Впрочем, мне должно было помочь мое давнее стойкое убеждение, что вне кайфа никто и никогда не бывает прав. Без него, «натощак», в так называемом нормальном психическом состоянии, наш взрослый мозг вырабатывает пошлость целыми тоннами, и тщетно было бы искать в нем красоту, благородство, искру величия или гениальности, которые сделали бы честь роду людскому. Даже любовь не рождает в душе ничего, кроме коротких, мгновенно гаснущих сполохов, а опьянение способно воспламенить на какие-нибудь десять минут. Остальное же время занято всего лишь бессмысленным похмельем.
Зато кайф длится целых восемь часов. Такой отрезок времени позволяет создавать, размышлять, творить в абсолютном смысле каждого из данных глаголов. Тем более что эта треть суток не измеряется привычными критериями: чудится, будто она длинна, как прустовские периоды. Воспоминание о «рядовом» дне весит не больше волоса, воспоминание же о кайфе — сложнейший клубок ощущений, который можно разматывать всю жизнь.
Обыденная работа мозга оскорбительна для самого понятия «интеллект» и не заслуживает звания мыслительной деятельности. Кайф же отличает высшая правота — она избавляет нас от пошлой банальности, вернув способность воспринимать любое явление по-детски остро.
Что-то многовато набралось в моей истории женщин, чьи имена начинались на букву «А»: Астролябия, Альенора, Артемида с ее храмом, Амели с ее башней. Эта наипервейшая буква алфавита, чью черноту отметил Рембо,[34] возникла тут не случайно. Гигантскому «А», пронзившему небо Парижа, суждено было вспыхнуть в огненном вихре моего желания.
И тогда уж никто не посмеет сказать, что моя любовь к Астролябии не обрела своего утоления. Сексуальный акт, в коем мне было отказано в этой комнате, свершится моими стараниями, когда я промчусь над городом на бреющем полете.
* * *
К восьми вечера обе молодые женщины «приземлились» в превосходном настроении. Альенора выглядела особенно счастливой и горячо обняла меня; я вытерпел ее слюнявые поцелуи в надежде, что их сотрут поцелуи Астролябии. Увы, моя возлюбленная повела себя более сдержанно.

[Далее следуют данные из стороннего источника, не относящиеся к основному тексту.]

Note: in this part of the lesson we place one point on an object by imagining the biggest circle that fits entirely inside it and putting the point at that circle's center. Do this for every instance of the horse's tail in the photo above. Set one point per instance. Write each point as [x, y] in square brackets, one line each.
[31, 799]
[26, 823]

— Ну как, понравилось тебе? — спросил я.
— Очень. Даже если твои намерения были сомнительны.
Глупышка — она не знала, что ее слова только укрепят меня в моем решении. Я мог бы ей сказать, что нравиться мне — значит сподобиться благодати и редкого везения, что нужно быть достойной этой чести. Но понял, что она просто рассмеется мне в лицо.
Мы спустились в бистро напротив их дома, и тамошний кускус пришелся нам весьма кстати. Женщины мои открыли для себя еще одно невероятное наслаждение — есть по завершении кайфа. Пища, освобожденная от комплексов вины и от запретов, которые порочат ее на протяжении тысячелетий, сама просится в рот, прыгает в него резво, как лягушка. Трудно даже представить себе, что можно встать из-за стола отяжелевшим. Трапеза превращается в веселую забаву.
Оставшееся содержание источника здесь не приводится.